Dell has started shipping the Pro Max 16 Plus configured with a discrete Qualcomm Artificial Intelligence-100 Ultra neural processing unit. The NPU is rated at 870 INT8 TOPS and operates within a 150 W TDP envelope. Dell pairs the NPU with up to 128 GB of LPDDR5X memory on select models, which the company says provides enough compute and memory capacity to run local Artificial Intelligence models with up to 120 billion parameters on the NPU without requiring additional external memory or compute resources.
The Pro Max 16 Plus combines the Qualcomm NPU with robust CPU options, including up to an Intel Core Ultra 9 285HX vPro with 24 cores. To accommodate the NPU, Dell has removed the traditional discrete GPU from the system. Graphics output is handled by the integrated GPU within the Arrow Lake-HX chip, which Dell positions as suitable for basic display tasks but not for gaming. Dell describes the tradeoff as intentional: the dedicated NPU is intended for Artificial Intelligence developers and consumes the space, power, and cooling headroom that a discrete GPU would normally occupy.

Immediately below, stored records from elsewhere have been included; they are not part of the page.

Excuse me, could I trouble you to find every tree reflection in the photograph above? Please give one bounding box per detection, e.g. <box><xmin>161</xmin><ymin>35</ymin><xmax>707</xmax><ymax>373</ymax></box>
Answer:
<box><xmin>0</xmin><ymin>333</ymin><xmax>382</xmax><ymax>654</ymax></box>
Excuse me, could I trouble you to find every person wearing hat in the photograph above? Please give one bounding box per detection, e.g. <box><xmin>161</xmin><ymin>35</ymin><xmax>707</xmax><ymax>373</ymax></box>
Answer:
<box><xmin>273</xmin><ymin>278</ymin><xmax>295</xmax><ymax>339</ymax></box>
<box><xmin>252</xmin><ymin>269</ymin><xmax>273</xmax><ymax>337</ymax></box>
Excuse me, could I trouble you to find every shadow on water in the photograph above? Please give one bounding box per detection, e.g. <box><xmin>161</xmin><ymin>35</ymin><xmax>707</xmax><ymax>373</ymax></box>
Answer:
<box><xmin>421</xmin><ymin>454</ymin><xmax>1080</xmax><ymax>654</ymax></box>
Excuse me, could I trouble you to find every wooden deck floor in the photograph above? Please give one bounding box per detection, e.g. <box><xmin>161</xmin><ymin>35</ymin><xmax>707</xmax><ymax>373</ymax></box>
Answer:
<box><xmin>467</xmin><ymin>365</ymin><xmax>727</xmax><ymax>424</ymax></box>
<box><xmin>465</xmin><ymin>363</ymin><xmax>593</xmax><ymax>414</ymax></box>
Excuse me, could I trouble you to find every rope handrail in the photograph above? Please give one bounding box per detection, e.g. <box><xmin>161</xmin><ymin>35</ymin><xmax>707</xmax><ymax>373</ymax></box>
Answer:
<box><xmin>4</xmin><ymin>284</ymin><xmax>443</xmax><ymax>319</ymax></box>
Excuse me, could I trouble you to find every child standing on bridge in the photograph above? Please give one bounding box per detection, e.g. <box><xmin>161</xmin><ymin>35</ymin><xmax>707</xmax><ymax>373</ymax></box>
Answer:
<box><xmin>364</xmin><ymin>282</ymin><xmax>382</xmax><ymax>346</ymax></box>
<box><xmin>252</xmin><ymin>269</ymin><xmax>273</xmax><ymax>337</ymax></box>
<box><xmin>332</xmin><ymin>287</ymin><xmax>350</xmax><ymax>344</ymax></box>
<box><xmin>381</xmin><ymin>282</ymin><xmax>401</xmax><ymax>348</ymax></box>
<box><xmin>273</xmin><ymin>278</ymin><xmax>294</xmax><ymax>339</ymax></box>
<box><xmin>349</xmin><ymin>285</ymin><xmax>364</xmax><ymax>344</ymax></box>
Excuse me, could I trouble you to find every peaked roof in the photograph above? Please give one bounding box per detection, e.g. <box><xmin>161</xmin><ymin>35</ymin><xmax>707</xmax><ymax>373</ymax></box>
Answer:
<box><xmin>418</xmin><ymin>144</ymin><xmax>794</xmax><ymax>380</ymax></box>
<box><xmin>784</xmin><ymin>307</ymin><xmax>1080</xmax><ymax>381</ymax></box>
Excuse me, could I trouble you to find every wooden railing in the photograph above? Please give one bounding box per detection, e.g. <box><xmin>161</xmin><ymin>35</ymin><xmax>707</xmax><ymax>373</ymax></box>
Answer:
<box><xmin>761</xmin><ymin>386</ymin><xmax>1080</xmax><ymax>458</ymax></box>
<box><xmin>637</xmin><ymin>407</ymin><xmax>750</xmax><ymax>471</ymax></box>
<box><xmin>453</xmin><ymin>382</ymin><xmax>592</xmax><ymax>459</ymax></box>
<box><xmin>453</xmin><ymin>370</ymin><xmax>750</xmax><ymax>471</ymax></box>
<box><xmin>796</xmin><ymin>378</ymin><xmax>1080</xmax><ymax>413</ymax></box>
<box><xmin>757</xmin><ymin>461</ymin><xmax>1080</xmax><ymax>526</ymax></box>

For local development workflows the laptop uses the Qualcomm NPU for model inference and related workloads, paired with the host CPU and configurations commonly shipping with 64 GB of system memory for broader system tasks. Dell emphasizes the NPUu2019s combination of high TOPS and substantial on-board memory as an alternative to a conventional GPU-based design, arguing it offers more computing power and VRAM capacity for on-device Artificial Intelligence workloads. The company positions the Pro Max 16 Plus as a workstation choice focused on AI-centric applications rather than gaming or GPU-accelerated graphics.